I am trying to train GNN using DDP multi-node GPUs. I am using pytorch 1.7 and gloo as backend. I get an error like below on machine 2.
-- Process 0 terminated with the following error:
Traceback (most recent call last):
......
File "/home/karthi/venvv/lib/python3.7/site-packages/torch/nn/parallel/distributed.py", line 532, in _ddp_init_helper
self.gradient_as_bucket_view)
RuntimeError: replicas[0][0] in this process with sizes [64, 5] appears not to match sizes of the same param in process 0.
But the same code works in single machine multi-gpu DDP. Please help me.This text will be hidden
Hey @karthi0804, could you please share code of a repro?
This error is from here, indicating that parameter sizes/order do not match across processes. Could you please verify if that is the case by printing sizes of params in model.parameters()?
My issue was that I failed to update the model in the second machine as the same version of the first machine. Pls, check it by printing and comparing the model params.
Thanks check back @karthi0804, i copied exact model and all supporting code over from previous machine, because this new machine is just built from scratch. did a lot of other tests, the new machine also failed at same replicas error when tested with two gpus (by physically disconnecting the 3rd one).
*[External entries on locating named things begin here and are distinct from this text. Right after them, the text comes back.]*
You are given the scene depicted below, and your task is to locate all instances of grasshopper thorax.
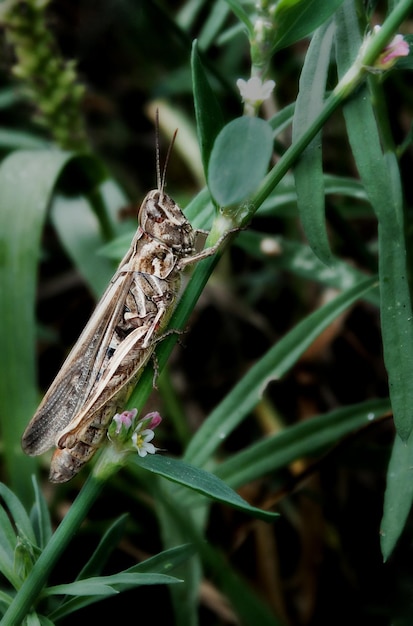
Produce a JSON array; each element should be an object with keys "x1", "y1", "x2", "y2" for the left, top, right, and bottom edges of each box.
[{"x1": 138, "y1": 189, "x2": 196, "y2": 258}]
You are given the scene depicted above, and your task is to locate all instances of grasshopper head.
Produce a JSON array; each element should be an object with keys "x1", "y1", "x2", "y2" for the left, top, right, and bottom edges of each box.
[{"x1": 138, "y1": 189, "x2": 195, "y2": 257}]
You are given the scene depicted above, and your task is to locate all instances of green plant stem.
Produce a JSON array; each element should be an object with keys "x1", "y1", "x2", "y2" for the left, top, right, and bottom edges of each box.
[
  {"x1": 124, "y1": 0, "x2": 413, "y2": 424},
  {"x1": 0, "y1": 474, "x2": 105, "y2": 626}
]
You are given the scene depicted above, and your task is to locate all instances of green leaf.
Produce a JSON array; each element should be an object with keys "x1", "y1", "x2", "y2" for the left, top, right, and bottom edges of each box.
[
  {"x1": 0, "y1": 128, "x2": 50, "y2": 150},
  {"x1": 273, "y1": 0, "x2": 343, "y2": 52},
  {"x1": 337, "y1": 2, "x2": 413, "y2": 440},
  {"x1": 215, "y1": 399, "x2": 391, "y2": 489},
  {"x1": 134, "y1": 455, "x2": 277, "y2": 521},
  {"x1": 51, "y1": 180, "x2": 130, "y2": 298},
  {"x1": 293, "y1": 22, "x2": 335, "y2": 265},
  {"x1": 0, "y1": 150, "x2": 72, "y2": 504},
  {"x1": 44, "y1": 572, "x2": 180, "y2": 597},
  {"x1": 44, "y1": 572, "x2": 181, "y2": 621},
  {"x1": 234, "y1": 230, "x2": 380, "y2": 307},
  {"x1": 380, "y1": 434, "x2": 413, "y2": 561},
  {"x1": 191, "y1": 40, "x2": 224, "y2": 175},
  {"x1": 76, "y1": 514, "x2": 128, "y2": 580},
  {"x1": 184, "y1": 279, "x2": 376, "y2": 466},
  {"x1": 208, "y1": 116, "x2": 272, "y2": 207},
  {"x1": 131, "y1": 544, "x2": 195, "y2": 574}
]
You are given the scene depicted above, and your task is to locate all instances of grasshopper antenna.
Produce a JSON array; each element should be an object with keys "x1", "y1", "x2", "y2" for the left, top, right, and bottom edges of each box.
[{"x1": 155, "y1": 109, "x2": 178, "y2": 196}]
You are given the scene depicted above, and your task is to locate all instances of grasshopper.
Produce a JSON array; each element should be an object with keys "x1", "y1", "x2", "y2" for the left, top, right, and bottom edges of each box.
[{"x1": 22, "y1": 123, "x2": 232, "y2": 483}]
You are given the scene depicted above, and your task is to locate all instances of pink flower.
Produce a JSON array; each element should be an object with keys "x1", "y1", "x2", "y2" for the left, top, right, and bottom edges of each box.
[
  {"x1": 113, "y1": 409, "x2": 138, "y2": 435},
  {"x1": 378, "y1": 35, "x2": 410, "y2": 69},
  {"x1": 132, "y1": 421, "x2": 158, "y2": 457},
  {"x1": 373, "y1": 25, "x2": 410, "y2": 70}
]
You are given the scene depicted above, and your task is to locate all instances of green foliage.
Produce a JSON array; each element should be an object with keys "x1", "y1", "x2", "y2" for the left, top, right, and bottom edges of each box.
[{"x1": 0, "y1": 0, "x2": 413, "y2": 626}]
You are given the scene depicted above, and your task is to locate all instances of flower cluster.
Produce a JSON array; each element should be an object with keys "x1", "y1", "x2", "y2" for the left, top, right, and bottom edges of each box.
[
  {"x1": 373, "y1": 26, "x2": 410, "y2": 70},
  {"x1": 237, "y1": 76, "x2": 275, "y2": 111},
  {"x1": 108, "y1": 409, "x2": 162, "y2": 457}
]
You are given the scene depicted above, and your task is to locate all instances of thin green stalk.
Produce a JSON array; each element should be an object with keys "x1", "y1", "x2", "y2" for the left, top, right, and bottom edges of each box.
[
  {"x1": 128, "y1": 0, "x2": 413, "y2": 424},
  {"x1": 0, "y1": 474, "x2": 105, "y2": 626}
]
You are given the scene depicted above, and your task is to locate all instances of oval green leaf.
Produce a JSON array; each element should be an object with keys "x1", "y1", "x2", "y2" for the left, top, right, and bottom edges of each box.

however, after tinkering around and setting pl.Trainer with ‘accelerator=ddp_spawn’ instead of ‘ddp’, it works, even though the pytorch lightning docs explicitly warns against using the former. I don’t exactly know what the limitations they warn about ‘ddp_spawn’–so far i can not observe one with naked eyes, hopefully we can fix the error with ‘ddp’ here or there and switch back.
The 2d group convolution worked well in my previous code with DDP mode. After transferring my model to a new framework, it reported the replica mismatch error. I also tested other models in the new framework with the 2d group convolution, and they all worked well.
The environment is based on the docker image ‘pytorch/pytorch:1.7.0-cuda11.0-cudnn8-runtime’.